In his dissent, Alito dismissed concerns that “regulatory ‘chaos'” would ensue if the Supreme Court enforces restrictions on mifepristone.
He also accused the U.S. Food and Drug Administration (FDA), which approved mifepristone in 2000, of “evading necessary agency process and judicial review,” echoing a lower court’s criticism of the case.
“Currently, applicants are not entitled to a stay because they have not demonstrated that they may have suffered irreparable harm in the interim,” Alito wrote in his dissent, noting that the proposed restrictions would “simply reinstate the circumstances that existed.” From 2000 to 2016.
He added that his opinion “does not express any view” on “whether FDA acted lawfully in any of its actions regarding mifepristone,” which is the central issue in the ongoing litigation.
While the Supreme Court is doing the right thing so far, don’t forget that 147 Republicans in Congress are still asking the court to permanently ban the women’s healthcare drug mifepristone.
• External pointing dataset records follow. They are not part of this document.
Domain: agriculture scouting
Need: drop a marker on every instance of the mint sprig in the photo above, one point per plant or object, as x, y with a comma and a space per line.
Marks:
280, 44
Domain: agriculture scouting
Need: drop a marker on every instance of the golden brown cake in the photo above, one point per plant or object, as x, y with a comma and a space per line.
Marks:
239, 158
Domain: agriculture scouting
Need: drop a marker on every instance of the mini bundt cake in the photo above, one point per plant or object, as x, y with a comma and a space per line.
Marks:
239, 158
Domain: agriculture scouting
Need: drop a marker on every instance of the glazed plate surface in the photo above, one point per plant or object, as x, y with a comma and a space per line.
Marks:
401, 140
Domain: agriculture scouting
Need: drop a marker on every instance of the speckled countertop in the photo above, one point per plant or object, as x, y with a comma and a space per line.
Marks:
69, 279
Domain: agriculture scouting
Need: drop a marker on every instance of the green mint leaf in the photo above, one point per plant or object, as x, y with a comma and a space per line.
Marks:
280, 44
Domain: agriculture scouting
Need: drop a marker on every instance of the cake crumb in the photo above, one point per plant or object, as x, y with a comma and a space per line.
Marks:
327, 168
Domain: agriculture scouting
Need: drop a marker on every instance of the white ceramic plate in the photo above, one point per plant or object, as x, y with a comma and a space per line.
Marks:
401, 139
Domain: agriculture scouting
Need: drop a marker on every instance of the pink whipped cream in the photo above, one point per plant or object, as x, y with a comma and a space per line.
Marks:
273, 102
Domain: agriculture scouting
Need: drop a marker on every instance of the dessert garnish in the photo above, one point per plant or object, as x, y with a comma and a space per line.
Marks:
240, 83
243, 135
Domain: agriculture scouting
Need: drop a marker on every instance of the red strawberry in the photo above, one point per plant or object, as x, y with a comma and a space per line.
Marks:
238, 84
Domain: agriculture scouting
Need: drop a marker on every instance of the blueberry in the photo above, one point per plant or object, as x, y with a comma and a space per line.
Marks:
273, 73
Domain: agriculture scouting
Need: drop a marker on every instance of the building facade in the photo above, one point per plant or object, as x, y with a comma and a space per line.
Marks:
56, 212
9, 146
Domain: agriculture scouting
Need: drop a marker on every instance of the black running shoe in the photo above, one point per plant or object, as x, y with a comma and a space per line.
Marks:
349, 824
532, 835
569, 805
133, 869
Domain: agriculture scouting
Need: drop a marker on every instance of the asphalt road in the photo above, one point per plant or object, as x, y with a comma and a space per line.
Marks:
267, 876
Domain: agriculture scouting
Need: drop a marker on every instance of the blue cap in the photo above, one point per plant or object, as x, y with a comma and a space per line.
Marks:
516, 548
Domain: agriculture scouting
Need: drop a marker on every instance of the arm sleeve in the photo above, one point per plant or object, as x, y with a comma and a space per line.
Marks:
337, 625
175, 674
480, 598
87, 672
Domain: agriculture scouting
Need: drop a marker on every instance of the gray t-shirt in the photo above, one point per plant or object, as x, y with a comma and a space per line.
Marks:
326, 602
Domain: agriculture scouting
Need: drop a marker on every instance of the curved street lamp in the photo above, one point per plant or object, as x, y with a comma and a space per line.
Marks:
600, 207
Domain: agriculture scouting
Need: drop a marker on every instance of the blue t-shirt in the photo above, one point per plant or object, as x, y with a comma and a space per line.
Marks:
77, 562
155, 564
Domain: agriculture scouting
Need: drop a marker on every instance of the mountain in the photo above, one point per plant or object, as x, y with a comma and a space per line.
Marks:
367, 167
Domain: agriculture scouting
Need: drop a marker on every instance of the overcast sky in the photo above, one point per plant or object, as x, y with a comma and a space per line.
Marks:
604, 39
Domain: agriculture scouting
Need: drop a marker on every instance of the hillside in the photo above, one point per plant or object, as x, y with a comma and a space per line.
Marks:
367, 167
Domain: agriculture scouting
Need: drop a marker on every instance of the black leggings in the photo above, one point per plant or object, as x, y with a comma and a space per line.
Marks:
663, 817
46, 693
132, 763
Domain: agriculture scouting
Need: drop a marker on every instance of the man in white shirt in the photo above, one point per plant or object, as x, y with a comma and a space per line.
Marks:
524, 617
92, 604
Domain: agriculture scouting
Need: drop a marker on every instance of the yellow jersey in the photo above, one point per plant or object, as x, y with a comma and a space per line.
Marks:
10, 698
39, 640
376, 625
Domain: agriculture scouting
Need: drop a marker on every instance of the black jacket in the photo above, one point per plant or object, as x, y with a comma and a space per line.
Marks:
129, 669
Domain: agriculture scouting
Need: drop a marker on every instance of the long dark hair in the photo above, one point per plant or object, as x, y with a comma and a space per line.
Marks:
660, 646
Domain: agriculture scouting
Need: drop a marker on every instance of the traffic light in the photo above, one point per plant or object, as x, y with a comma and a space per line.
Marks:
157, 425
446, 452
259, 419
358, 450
This is their name. pic.twitter.com/A6KbV5V6d9
— Bill Pascrell Jr. 🇺🇸🇺🇦 (@BillPascrell) April 21, 2023
U.S. District Judge Matthew Kacsmaryk granted the anti-abortion plaintiffs’ request on April 7 to temporarily suspend mifepristone’s approval while he weighed whether the FDA erroneously approved the drug more than two decades ago.
An anti-abortion rights coalition called the Hippocratic League of Medicine is among the plaintiffs suing the FDA over its approval of mifepristone.
Kacsmaryk’s ban would effectively remove mifepristone from the U.S. market. But his decision gave the Biden administration seven days to appeal before the ban takes effect.
The government’s appeal brought the case April 12 to the Fifth Circuit Court of Appeals in New Orleans, which preserved the availability of mifepristone but also upheld the limitations of the Kacsmaryk decision, which would roll back to the 2016 standard .
The restrictions include allowing mifepristone use only up to seven weeks into pregnancy, rather than the 10 weeks the FDA has allowed in recent years. It also required multiple in-person doctor visits and a ban on sending mifepristone through the mail.
This is a developing news story.More updates to follow.